Cohen, Jones, Durbin: Congress Should End Loophole that Encourages For-Profit Colleges to Target Veterans & Servicemembers
[WASHINGTON, D.C.] – Congressman Steve Cohen (D-TN), Congressman Walter B. Jones (R-NC) yesterday introduced bipartisan legislation that would help put an end to the for-profit college industry’s predatory marketing campaigns and aggressive recruiting of veterans, servicemembers and their families. The Protecting Our Students and Taxpayers (POST) Act, which U.S. Senators Dick Durbin (D-IL), Elizabeth Warren (D-MA), Richard Blumenthal (D-CT) and Jack Reed (D-RI) have also introduced in the Senate, would eliminate the loophole that allows these proprietary companies to receive more than 90% of their revenue from the federal government.
“For-profit colleges can receive overwhelming majorities of their revenue —up to 90%—from federal sources such as student loans,” said Congressman Cohen. “Too often, these schools fail in their duty to adequately prepare graduates for jobs that will allow them to repay those loans, leaving taxpayers to foot the bill. Even worse, a loophole in current law allows unscrupulous colleges to receive even more federal funds by enrolling veterans and servicemembers. This loophole encourages bad behavior that weighs down our nation’s heroes with mountains of debt and few career prospects while lining the pockets of wealthy for-profit investors with taxpayer money. Simply put, this is unacceptable. We are entrusted with spending our monies efficiently and wisely, but too many for-profit colleges do not meet that test. I am glad to be working with Senator Durbin and Congressman Jones to close this loophole, encourage for-profit colleges to provide better educations, and protect American taxpayers.”
“We need to make sure that colleges aren’t exploiting veterans and taking advantage of American taxpayers, which is why I’m pleased to join Congressman Cohen in introducing the POST Act,” said Congressman Jones.
“By law, for-profit college companies are allowed to receive no more than 90% of their revenue from federal financial aid programs. This high threshold allows far too much federal money to funnel to an industry that often provides a greater return on taxpayer investment to its administrators and investors than it does to its students. But there’s a catch,” said Senator Durbin. “Money from the new Post 9/11 GI Bill and from Department of Defense tuition assistance programs isn’t counted which leaves hundreds of millions of taxpayers’ dollars virtually unregulated. Consequently, these schools aggressively target veterans and servicemembers who too often don’t receive the quality of education they deserve. We can’t let this invitation to exploit our veterans continue.”

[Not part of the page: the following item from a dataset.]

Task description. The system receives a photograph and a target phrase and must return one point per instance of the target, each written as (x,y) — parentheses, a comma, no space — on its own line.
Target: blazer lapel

The current federal 90/10 rule is a provision in the law that bars for-profit colleges and universities from deriving more than 90% of their revenue from the U.S. Department of Education’s federal student aid programs. The other 10% needs to come from sources other than the federal government. The purpose of this rule is to ensure that schools are not counting on taxpayer dollars to be their sole source of revenue.
Because of the way the legislation was written, veterans’ and active duty service members’ federal student aid – such as G.I. bill benefits and the Department of Defense’s tuition assistance funds – does not currently count toward the 90%. As a result, for-profit educational institutions have been aggressively recruiting and enrolling veterans, service members and their families to their programs as a way to comply with the 90/10 rule.
The POST Act would re-instate the original ratio of 85/15—which was only loosened to 90/10 in 1998—and change the definition of what counts as federal revenue so that it includes all federal funds. This new definition would eliminate the powerful incentive for-profit schools to aggressively recruit service members and veterans and ensure that all schools are complying with the law as it was intended.
Additionally, the Cohen-Jones POST Act would:
- Increase penalties for noncompliance with the new 85/15 rule – Under the legislation, for-profit colleges would lose eligibility to participate in federal student aid programs after one year of noncompliance with the new rule (currently, for-profit colleges must be noncompliant for two years before they lose eligibility).
- Eliminate accounting tricks that inflate non-federal funding sources – Currently, for-profit colleges that issue private loans directly to students are allowed to calculate a large portion as revenue for the purposes of 90/10 rule compliance before any of the loan is paid back. This accounting trick has led to for-profit colleges issuing private loans to students with little expectation of that loan being paid back. Today’s legislation would only allow actual payments that students make to be counted as revenue.